Christopher Kang

The efficient implementation of matrix arithmetic operations underpins the speedups of many quantum algorithms. We present a suite of methods to do matrix arithmetics---with the result encoded in the off-diagonal blocks of a Hamiltonian---using Hamiltonian evolutions of input operators. We show how to maintain this Hamiltonian block encoding, so that matrix operations can be composed one after another, and the entire computation takes $\leq 2$ ancilla qubits. We achieve this for matrix multiplication, matrix addition, matrix inversion, Hermitian conjugation, fractional scaling, integer scaling, complex phase scaling, as well as singular value transformation for both odd and even polynomials. We also develop an overlap estimation algorithm to extract classical properties of Hamiltonian block encoded operators, analogous to the well known Hadmard test, at no extra cost of qubit. Our Hamiltonian matrix multiplication uses the Lie group commutator product formula and its higher-order generalizations due to Childs and Wiebe.

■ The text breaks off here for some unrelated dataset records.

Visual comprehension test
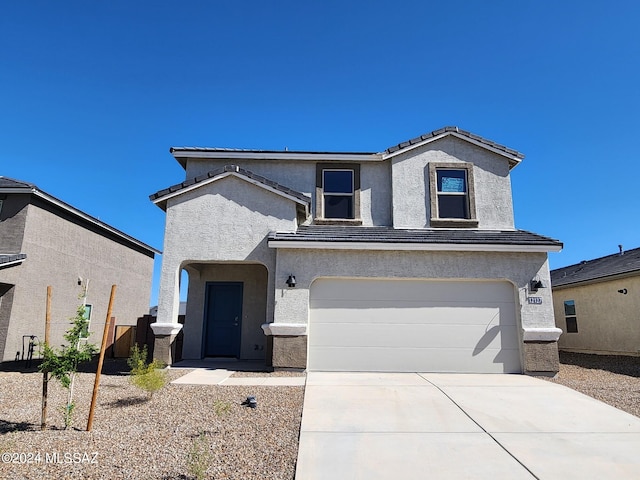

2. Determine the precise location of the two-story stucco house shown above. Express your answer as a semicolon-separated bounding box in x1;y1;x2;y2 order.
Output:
151;127;562;373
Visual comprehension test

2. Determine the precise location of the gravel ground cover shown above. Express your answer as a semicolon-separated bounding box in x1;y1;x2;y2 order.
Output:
0;364;304;480
541;352;640;417
0;353;640;480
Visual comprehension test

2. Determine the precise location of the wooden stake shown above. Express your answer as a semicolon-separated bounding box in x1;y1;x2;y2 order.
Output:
40;285;53;430
87;285;116;432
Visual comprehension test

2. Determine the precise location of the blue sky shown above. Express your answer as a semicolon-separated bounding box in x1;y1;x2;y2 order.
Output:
0;0;640;304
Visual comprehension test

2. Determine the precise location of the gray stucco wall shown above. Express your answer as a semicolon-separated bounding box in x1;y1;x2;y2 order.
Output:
157;177;296;330
0;195;29;253
391;137;514;229
553;276;640;355
181;159;391;226
0;204;153;360
274;249;555;334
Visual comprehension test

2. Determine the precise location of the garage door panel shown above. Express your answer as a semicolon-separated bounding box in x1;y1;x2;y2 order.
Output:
309;323;518;351
308;278;521;373
314;304;515;327
309;347;520;373
311;278;514;307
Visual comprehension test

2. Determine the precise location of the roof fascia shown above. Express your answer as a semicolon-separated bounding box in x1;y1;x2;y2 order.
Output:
551;270;640;290
5;188;162;255
268;240;562;253
153;172;311;206
382;132;522;169
171;150;384;168
0;258;26;268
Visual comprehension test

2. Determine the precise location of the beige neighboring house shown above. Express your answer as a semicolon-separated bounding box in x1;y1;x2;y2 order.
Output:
0;176;160;361
551;246;640;356
151;127;562;373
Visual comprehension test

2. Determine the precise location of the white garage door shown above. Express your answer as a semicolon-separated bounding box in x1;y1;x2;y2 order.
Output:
308;278;522;373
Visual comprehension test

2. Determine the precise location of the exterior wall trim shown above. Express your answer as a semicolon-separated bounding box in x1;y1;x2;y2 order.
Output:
152;172;311;210
522;327;562;342
268;240;562;253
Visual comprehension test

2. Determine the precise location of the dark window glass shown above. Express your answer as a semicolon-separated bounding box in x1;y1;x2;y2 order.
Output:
565;317;578;333
323;170;353;193
438;195;469;218
436;169;470;218
564;300;576;315
324;195;353;218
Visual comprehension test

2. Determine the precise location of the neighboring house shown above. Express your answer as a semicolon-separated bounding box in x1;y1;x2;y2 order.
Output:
0;176;160;361
151;127;562;373
551;246;640;355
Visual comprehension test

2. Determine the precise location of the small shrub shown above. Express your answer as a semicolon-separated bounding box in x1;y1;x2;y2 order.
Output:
39;298;98;429
187;432;211;480
127;344;168;397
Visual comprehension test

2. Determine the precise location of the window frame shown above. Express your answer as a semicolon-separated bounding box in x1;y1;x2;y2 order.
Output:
429;162;478;228
314;163;362;225
563;300;578;333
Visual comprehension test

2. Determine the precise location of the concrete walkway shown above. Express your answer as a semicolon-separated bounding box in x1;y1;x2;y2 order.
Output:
171;359;306;387
296;372;640;480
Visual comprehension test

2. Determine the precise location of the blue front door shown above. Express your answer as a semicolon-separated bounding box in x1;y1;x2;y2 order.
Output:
204;282;242;357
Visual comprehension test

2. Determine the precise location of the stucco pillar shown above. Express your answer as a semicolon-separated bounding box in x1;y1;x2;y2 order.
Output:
150;258;182;365
262;323;307;370
522;327;562;376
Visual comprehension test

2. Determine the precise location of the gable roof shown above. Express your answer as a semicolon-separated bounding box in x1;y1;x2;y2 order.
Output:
385;126;524;168
169;126;524;169
551;248;640;287
269;225;562;252
149;165;311;210
0;176;161;256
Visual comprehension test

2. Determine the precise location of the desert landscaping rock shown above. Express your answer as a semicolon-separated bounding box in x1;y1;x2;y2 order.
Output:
0;364;304;479
0;353;640;480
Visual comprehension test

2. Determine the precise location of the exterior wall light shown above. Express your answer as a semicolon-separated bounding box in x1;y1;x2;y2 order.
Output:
529;279;546;292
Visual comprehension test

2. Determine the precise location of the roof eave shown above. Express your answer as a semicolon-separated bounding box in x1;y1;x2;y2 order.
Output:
551;270;640;290
268;239;562;253
170;151;384;169
382;131;524;169
151;172;311;211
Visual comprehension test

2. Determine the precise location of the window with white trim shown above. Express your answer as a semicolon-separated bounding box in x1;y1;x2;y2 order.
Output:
315;163;360;224
564;300;578;333
322;169;355;218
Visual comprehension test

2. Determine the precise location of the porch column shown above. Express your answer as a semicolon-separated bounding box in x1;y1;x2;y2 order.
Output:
150;258;182;365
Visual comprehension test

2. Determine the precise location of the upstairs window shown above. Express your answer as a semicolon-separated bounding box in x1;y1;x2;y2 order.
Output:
322;170;355;218
314;163;362;225
436;168;469;218
564;300;578;333
429;162;478;227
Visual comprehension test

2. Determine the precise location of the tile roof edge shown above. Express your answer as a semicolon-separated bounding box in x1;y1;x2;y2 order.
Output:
149;164;311;204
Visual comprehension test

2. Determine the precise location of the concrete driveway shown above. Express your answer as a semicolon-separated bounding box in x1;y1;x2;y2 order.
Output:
296;372;640;480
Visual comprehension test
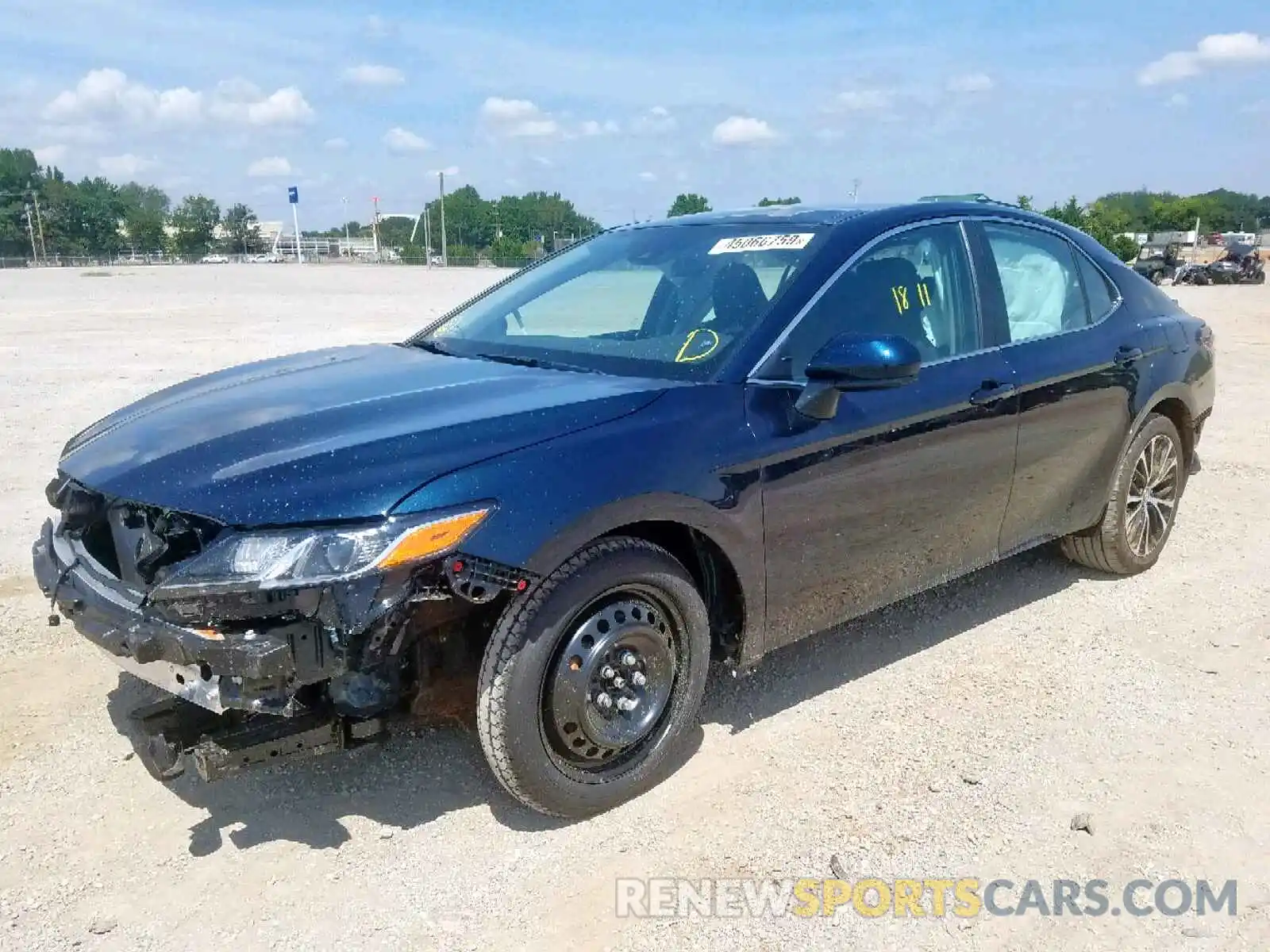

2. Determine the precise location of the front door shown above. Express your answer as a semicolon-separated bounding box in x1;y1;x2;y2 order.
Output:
747;224;1018;646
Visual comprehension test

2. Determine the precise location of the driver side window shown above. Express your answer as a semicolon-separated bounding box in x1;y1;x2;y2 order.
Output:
760;222;983;381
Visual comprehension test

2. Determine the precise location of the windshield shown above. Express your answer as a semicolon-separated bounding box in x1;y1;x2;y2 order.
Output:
409;224;826;379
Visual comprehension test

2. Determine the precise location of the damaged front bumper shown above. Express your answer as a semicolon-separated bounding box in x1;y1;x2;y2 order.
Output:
32;520;529;781
32;520;333;713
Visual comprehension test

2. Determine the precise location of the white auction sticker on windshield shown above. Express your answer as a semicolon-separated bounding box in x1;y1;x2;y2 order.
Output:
710;232;815;255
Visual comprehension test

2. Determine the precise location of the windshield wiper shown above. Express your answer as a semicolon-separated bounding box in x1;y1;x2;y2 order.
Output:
410;340;459;357
472;354;601;373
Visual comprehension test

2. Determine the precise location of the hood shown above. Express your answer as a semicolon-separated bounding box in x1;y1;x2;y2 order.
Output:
59;344;669;525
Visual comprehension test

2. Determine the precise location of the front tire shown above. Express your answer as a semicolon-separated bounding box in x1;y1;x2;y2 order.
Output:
1062;414;1187;575
476;537;710;819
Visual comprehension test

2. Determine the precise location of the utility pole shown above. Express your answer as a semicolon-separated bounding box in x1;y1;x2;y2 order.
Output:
423;202;432;268
437;171;449;268
30;192;48;264
21;202;40;264
339;198;353;256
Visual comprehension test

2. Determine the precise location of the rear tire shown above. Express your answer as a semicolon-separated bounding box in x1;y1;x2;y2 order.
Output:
1062;414;1186;575
476;537;710;819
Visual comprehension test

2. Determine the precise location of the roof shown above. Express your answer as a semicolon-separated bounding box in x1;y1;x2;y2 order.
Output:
629;193;1018;228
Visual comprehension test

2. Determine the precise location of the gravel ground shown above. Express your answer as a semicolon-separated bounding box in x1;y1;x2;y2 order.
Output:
0;265;1270;950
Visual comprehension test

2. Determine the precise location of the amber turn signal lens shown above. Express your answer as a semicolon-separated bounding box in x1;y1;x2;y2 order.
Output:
379;509;491;569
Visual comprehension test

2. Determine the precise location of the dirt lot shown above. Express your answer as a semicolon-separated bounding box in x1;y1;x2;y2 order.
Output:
0;265;1270;950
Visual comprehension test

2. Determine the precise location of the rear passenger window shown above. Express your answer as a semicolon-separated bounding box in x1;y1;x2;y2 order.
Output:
1076;251;1119;324
983;224;1090;341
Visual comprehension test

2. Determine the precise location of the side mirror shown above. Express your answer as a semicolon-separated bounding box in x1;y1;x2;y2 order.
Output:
794;334;922;420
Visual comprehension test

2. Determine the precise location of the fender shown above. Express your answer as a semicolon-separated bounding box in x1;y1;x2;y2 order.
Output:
395;383;767;660
1106;383;1199;497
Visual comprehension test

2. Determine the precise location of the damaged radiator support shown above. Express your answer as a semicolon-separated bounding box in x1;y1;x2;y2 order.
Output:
132;698;386;782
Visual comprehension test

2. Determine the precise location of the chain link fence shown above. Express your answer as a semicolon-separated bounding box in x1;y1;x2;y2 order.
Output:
0;255;535;269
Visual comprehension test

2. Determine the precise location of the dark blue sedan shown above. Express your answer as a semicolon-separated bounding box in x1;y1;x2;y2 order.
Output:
33;201;1214;816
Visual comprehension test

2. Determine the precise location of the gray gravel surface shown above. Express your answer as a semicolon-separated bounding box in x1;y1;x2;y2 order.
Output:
0;265;1270;950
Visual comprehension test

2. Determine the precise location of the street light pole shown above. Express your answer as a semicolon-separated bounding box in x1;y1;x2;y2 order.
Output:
437;171;449;268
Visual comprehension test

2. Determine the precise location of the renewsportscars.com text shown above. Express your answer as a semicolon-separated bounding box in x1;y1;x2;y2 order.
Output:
616;877;1238;919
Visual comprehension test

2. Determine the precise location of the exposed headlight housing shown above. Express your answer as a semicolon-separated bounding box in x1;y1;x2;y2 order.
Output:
156;504;494;595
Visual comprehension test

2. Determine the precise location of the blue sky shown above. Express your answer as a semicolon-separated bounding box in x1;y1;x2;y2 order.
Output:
0;0;1270;227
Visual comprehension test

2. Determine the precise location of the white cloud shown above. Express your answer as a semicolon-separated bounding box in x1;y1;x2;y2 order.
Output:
383;125;432;152
34;146;67;165
1138;33;1270;86
44;68;201;122
713;116;776;146
208;79;314;125
631;106;679;136
949;72;995;93
97;152;159;179
480;97;560;138
44;68;314;125
344;63;405;86
834;89;891;112
246;155;291;179
155;86;203;123
582;119;622;136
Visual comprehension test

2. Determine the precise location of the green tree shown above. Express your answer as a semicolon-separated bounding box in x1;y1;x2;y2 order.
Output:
171;195;221;260
221;202;260;255
489;235;532;262
665;192;711;218
0;148;40;258
119;182;171;255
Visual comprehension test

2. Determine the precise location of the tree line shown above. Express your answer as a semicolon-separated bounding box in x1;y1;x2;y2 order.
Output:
665;188;1270;262
303;186;601;260
0;141;1270;260
0;148;260;260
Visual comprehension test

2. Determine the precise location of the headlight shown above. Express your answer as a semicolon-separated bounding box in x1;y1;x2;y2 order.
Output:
157;505;493;594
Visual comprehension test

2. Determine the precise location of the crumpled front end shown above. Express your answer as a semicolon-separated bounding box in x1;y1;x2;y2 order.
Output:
32;478;529;779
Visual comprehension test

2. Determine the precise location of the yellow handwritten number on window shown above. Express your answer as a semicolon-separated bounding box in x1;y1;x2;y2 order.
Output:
891;281;931;313
675;328;719;363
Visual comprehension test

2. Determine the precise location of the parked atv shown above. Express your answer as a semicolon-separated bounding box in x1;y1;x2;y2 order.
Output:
1208;245;1266;284
1133;241;1183;284
1173;263;1213;286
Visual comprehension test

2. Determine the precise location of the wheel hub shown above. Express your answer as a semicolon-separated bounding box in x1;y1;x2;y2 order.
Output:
546;598;675;766
1124;434;1179;559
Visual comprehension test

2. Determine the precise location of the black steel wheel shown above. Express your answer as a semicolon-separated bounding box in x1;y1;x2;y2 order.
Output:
478;537;710;817
542;589;683;776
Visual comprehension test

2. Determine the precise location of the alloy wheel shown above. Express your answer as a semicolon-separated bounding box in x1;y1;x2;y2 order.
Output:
1124;433;1180;559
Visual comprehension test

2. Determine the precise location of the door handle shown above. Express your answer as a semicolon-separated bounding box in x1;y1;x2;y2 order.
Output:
970;379;1014;406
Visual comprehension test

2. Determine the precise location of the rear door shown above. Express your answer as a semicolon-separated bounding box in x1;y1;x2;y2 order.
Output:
972;221;1153;555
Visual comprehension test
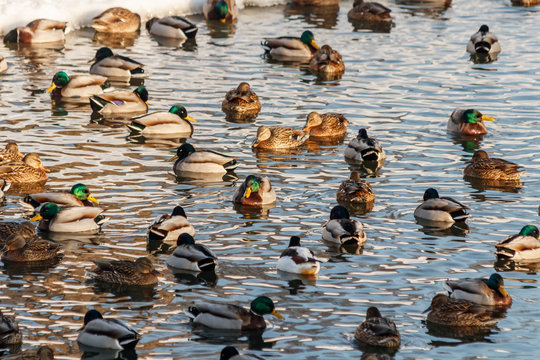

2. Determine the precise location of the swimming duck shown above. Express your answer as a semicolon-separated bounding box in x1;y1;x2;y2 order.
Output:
90;86;148;115
233;175;276;206
253;125;309;150
90;47;144;80
185;296;283;330
221;82;261;116
167;233;217;271
0;234;60;263
345;129;385;162
354;306;401;349
90;7;141;33
446;109;494;135
261;30;319;60
146;16;199;40
322;205;366;245
148;206;195;241
30;203;106;233
414;188;471;223
203;0;238;23
127;104;196;137
495;225;540;261
4;19;66;44
90;257;161;286
463;150;525;181
445;273;512;306
302;111;349;138
277;236;321;275
0;153;49;184
47;71;107;98
467;25;501;55
77;310;140;350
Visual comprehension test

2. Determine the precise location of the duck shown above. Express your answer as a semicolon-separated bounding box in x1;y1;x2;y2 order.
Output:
446;109;494;136
90;47;144;80
167;233;217;271
414;188;471;223
90;7;141;33
146;16;199;40
127;104;197;137
322;205;366;245
495;225;540;261
302;111;349;139
424;294;499;327
253;125;309;150
233;175;276;207
90;86;148;115
77;310;140;350
47;71;107;98
169;143;238;175
277;236;321;275
354;306;401;349
0;234;60;263
445;273;512;307
0;153;50;184
30;203;107;233
467;25;501;55
261;30;319;61
4;19;66;44
90;257;161;286
221;82;261;117
345;129;386;162
203;0;238;23
463;150;525;181
309;45;345;78
148;205;195;241
185;296;283;330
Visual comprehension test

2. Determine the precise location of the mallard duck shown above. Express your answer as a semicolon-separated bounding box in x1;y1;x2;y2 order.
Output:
253;125;309;150
445;273;512;306
146;16;199;40
169;143;238;174
261;30;319;60
90;47;144;80
203;0;238;23
322;205;366;245
303;111;349;139
128;104;196;137
345;129;386;162
90;86;148;115
90;7;141;33
4;19;66;44
185;296;283;330
77;310;140;350
0;153;49;184
90;257;161;286
414;188;471;223
446;109;494;135
467;25;501;55
47;71;107;98
354;306;401;349
30;203;106;233
0;234;60;263
463;150;525;181
221;82;261;116
233;175;276;206
495;225;540;261
277;236;321;275
167;233;217;271
309;45;345;77
148;206;195;241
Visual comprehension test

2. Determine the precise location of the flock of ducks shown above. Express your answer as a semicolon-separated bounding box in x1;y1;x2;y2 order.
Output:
0;0;540;359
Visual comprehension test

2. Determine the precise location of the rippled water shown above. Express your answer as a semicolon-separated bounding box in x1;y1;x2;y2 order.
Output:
0;0;540;359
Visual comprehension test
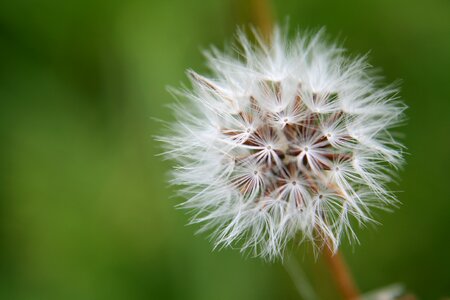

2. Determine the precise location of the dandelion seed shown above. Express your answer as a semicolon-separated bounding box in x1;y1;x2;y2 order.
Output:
160;29;405;259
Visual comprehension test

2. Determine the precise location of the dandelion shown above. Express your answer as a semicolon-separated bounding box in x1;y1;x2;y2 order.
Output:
160;29;405;259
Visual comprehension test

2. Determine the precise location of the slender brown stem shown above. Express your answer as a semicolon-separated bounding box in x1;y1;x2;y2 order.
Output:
323;246;360;300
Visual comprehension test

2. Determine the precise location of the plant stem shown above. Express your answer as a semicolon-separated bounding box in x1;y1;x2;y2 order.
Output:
250;0;273;41
323;246;360;300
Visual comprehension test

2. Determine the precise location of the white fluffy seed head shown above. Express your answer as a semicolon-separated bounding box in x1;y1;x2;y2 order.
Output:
160;29;405;259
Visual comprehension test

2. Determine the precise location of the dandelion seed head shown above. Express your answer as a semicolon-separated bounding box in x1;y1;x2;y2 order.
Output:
160;29;405;259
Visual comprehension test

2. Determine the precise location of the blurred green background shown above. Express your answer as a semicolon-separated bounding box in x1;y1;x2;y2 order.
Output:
0;0;450;300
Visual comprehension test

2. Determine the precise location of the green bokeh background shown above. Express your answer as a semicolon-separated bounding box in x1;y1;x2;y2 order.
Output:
0;0;450;300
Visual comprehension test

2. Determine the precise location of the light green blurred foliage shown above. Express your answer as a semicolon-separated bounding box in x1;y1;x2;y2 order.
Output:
0;0;450;300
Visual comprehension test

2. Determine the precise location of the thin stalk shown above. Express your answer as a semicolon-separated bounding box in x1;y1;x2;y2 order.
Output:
323;246;361;300
250;0;273;41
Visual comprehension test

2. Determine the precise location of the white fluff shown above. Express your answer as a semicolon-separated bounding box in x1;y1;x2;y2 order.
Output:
160;29;405;259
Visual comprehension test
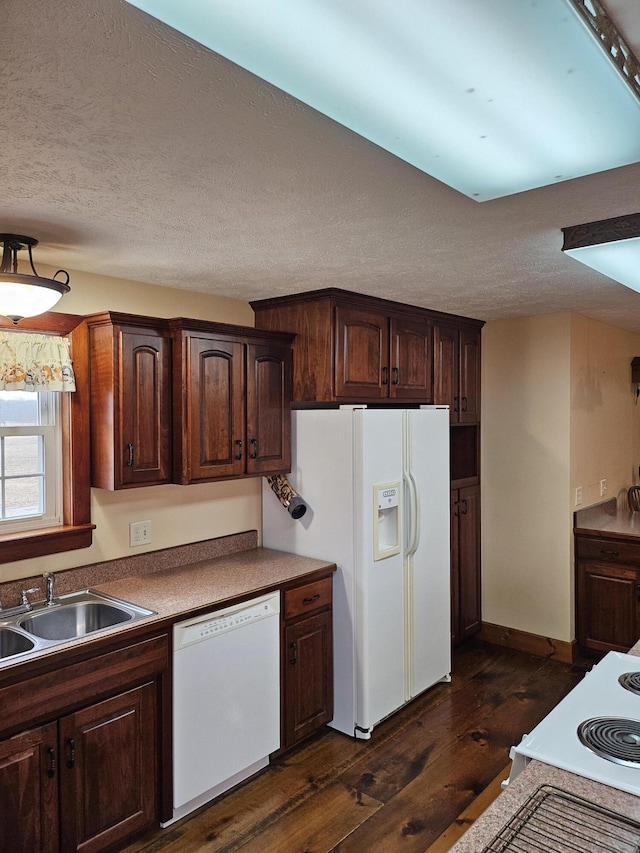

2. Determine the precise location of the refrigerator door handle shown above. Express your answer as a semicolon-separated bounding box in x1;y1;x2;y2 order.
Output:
404;470;420;555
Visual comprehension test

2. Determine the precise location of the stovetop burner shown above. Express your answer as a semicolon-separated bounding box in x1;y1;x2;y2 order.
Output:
618;672;640;696
578;717;640;768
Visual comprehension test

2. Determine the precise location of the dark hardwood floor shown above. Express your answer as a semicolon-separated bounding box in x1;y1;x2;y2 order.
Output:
126;640;589;853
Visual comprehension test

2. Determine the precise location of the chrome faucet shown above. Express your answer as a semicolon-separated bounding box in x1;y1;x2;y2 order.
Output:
20;586;40;610
42;572;55;607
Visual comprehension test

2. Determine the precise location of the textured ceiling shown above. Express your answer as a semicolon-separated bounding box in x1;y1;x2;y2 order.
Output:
0;0;640;332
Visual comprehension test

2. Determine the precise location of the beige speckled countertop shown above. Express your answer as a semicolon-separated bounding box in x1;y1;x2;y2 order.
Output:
451;641;640;853
0;533;335;683
93;548;333;623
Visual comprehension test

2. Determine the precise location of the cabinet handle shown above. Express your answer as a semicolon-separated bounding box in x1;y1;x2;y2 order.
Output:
47;746;56;779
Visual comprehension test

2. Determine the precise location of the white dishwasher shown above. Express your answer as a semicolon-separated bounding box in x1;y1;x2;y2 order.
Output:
164;592;280;826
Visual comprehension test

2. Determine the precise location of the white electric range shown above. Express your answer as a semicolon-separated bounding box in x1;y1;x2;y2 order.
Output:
509;652;640;795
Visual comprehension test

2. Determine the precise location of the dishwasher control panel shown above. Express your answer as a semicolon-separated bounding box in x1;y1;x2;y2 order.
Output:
173;593;280;651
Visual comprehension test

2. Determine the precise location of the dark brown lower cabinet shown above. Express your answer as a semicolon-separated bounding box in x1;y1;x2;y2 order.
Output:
0;682;157;853
451;485;482;645
577;562;640;652
282;577;333;749
0;723;59;853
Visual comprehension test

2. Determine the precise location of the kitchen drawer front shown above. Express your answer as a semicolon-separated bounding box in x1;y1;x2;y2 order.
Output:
283;578;332;619
576;536;640;568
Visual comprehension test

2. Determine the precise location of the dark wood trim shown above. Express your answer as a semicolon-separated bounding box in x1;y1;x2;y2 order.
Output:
249;287;485;329
477;622;578;663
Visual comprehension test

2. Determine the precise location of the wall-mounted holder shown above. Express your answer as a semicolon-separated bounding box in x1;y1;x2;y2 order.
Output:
265;474;307;519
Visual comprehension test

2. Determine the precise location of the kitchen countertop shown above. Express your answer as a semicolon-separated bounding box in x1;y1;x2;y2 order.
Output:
573;498;640;540
0;547;336;683
451;636;640;853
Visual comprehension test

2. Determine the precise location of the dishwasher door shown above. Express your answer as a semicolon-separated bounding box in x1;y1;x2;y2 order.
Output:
170;592;280;825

Our Hamiltonian singular value transformation employs a dominated polynomial approximation, wherein the approximation holds over the domain of interest, while the polynomial is upper bounded by the target function on the entire unit interval. When applied to quantum simulation, our methods inherit the commutator scaling of product formulas, while leveraging the power of matrix arithmetics to reduce the cost of each step. To illustrate this feature, we present a circuit for simulating a class of sum-of-squares Hamiltonians, covering systems studied recently in quantum chemistry. Our simulation attains a commutator scaling in step count, while the gate cost per step remains comparable to that of more advanced algorithms. We achieve this with $1$ ancilla qubit.